Ambrozja Just Happy, przeznaczona do szarej, zmęczonej cery, wymagającej nawilżenia.
Skład: Aqua, Aloe Barbadensis Leaf Juice (ALOES), Glycerin, Hydrolyzed Caesalpinia Spinosa Gum (GUARANGO), Caesalpinia Spinosa Gum (GUARANGO), Phenoxyethanol, Sodium Hyaluronate (HIALURONIAN), Low Molecular Weight Sodium Hyaluronate (HIALURONIAN), Oligo Hyaluronic Acid (HIALURONIAN), Rhodiola Rosea Root Extract (RÓŻENIEC GÓRSKI), Cananga Odorata Flower Oil (YLANG - YLANG), Sodium Benzoate, Potassium Sorbate, Xanthan Gum, Ethylhexylglycerin, (Linalool, Geraniol, Benzyl Benzoate, Benzyl Salicytate, Benzyl Alcohol, Farnesol, Isoeugenol - naturalnie występujące składniki olejków eterycznych).
Serum Energy Cure, dla cer problematycznych, skłonnych do podrażnień
Skład: Squalane, Cannabis Sativa Seed Oil, Perilla Ocymoides Seed Oil, Argania Spinosa Kernel Oil, Bisabolol, Citrus Limon Peel Oil, Melaleuca Alternifolia Leaf Oil, (Limonene, Citral, Geraniol, Linalool - [PL] naturalnie występujące składniki olejków eterycznych, - [EN] naturally occuring component of essential oils).
Ambrozja Just Happy ma bardzo mocny zapach, dla mnie za mocny. Ale to może kwestia zawartości olejku ylan ylang, którego nie lubię, a który tutaj gra główne skrzypce.
Ambrozja jest bezolejowa, ma bardzo fajny skład. Sprawdza się jako dodatkowy kosmetyk nawilżający, czasami stosuję ją również solo i też jestem zadowolona. Dobrze się wchłania, ale trzeba uważać z ilością, bo nałożona w nadmiarze lepi się (jest to kosmetyk wydajny, wystarczy naprawdę niezbyt duża kropla, więc nie ma co szaleć). Idealnie nadaje się do robienia prostych mieszanek z olejami, albo kremami do twarzy. Bardzo lubiłam dodawać parę jej kropelek do rozrabiania maseczek glinkowych i do nasączania płacht, co podkręcało efekt nawilżający.

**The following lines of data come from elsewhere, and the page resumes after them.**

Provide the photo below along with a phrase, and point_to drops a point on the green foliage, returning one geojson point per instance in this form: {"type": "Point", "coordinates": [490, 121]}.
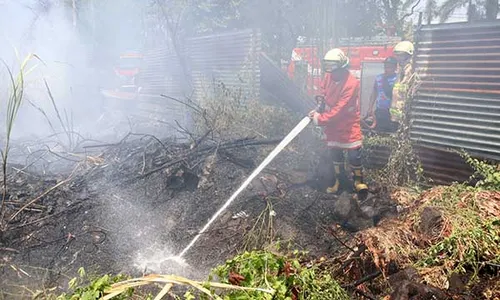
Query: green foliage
{"type": "Point", "coordinates": [286, 275]}
{"type": "Point", "coordinates": [85, 288]}
{"type": "Point", "coordinates": [488, 174]}
{"type": "Point", "coordinates": [471, 231]}
{"type": "Point", "coordinates": [14, 102]}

Skóra jest dzięki ambrozji gładsza, nawilżona i elastyczna. Gdyby nie zapach chętnie bym do niej wróciła.
Serum Energy Cure to z kolei typowo olejowe serum. Z ambrozją Just Happy tworzą zgrany duet i świetnie ze sobą współpracują. Podobnie jak ambrozję, serum stosowałam jako dodatek do maseczek glinkowych i jako dodatek do esencji do nasączania płacht. Czasem nakładałam serum samo, wyłącznie na twarz spsikaną tonikiem lub hydrolatem - odczuwałam jego działania łagodzące problemy skórne i przyspieszające powrót cery do właściwego stanu. Najczęściej serum dodawałam do porcji kremu tuż przed nałożeniem go na noc, co zwiększało jego siłę odżywczą i regeneracyjną. Jeśli dołożyłam do kremu większą porcyjkę serum to powstawała bardzo fajna, odżywcza maska.

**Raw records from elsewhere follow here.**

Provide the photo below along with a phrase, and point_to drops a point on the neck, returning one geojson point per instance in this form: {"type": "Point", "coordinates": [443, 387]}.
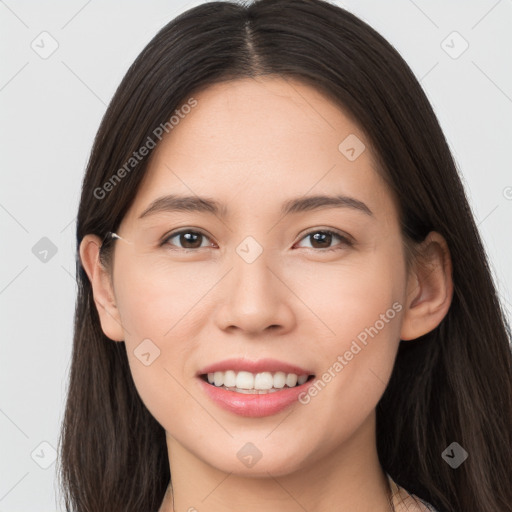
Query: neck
{"type": "Point", "coordinates": [349, 478]}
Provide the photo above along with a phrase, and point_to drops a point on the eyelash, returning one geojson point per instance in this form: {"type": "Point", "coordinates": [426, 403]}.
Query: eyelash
{"type": "Point", "coordinates": [345, 240]}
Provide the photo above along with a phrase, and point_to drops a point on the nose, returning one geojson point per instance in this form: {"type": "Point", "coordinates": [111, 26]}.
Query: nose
{"type": "Point", "coordinates": [255, 298]}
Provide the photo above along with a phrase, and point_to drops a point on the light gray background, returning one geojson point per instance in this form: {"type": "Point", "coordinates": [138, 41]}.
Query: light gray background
{"type": "Point", "coordinates": [51, 109]}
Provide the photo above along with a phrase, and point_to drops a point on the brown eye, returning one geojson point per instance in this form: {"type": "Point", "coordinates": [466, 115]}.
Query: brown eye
{"type": "Point", "coordinates": [322, 239]}
{"type": "Point", "coordinates": [188, 239]}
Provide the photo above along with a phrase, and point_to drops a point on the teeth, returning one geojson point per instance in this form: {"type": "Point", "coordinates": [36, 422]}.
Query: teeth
{"type": "Point", "coordinates": [250, 382]}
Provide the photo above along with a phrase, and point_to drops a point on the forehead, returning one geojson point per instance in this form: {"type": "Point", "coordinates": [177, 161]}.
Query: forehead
{"type": "Point", "coordinates": [252, 142]}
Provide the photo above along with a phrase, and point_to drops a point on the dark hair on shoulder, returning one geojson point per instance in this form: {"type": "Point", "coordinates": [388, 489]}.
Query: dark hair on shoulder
{"type": "Point", "coordinates": [451, 385]}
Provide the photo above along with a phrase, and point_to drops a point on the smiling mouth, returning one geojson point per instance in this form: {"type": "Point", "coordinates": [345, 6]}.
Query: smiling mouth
{"type": "Point", "coordinates": [255, 383]}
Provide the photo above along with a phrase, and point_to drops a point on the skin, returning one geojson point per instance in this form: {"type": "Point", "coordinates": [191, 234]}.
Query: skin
{"type": "Point", "coordinates": [253, 144]}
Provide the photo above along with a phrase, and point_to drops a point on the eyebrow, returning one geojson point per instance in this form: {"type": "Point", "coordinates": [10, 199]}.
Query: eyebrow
{"type": "Point", "coordinates": [175, 203]}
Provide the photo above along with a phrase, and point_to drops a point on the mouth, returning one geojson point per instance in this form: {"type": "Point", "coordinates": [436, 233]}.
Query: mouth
{"type": "Point", "coordinates": [261, 383]}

Zdarzało mi się też zaopiekować przy pomocy serum paznokcie i skórki i byłam zadowolona.
Fajny produkt, zużyłam z przyjemnością.
Zarówno serum jak i ambrozję mam z iwos.pl
Oba kosmetyki mają pojemność 50 ml i kosztują niecałe 80 zł (ambrozja) oraz niecałe 60 zł (serum).
Nie jestem fanką ich opakowań - dozowniki są nieszczelne (potrafią się rozlać jeśli buteleczka przewróci mi się w szufladzie), ściekają podczas ich używania po nakrętkach i buteleczce. To zdecydowanie ich słaby punkt.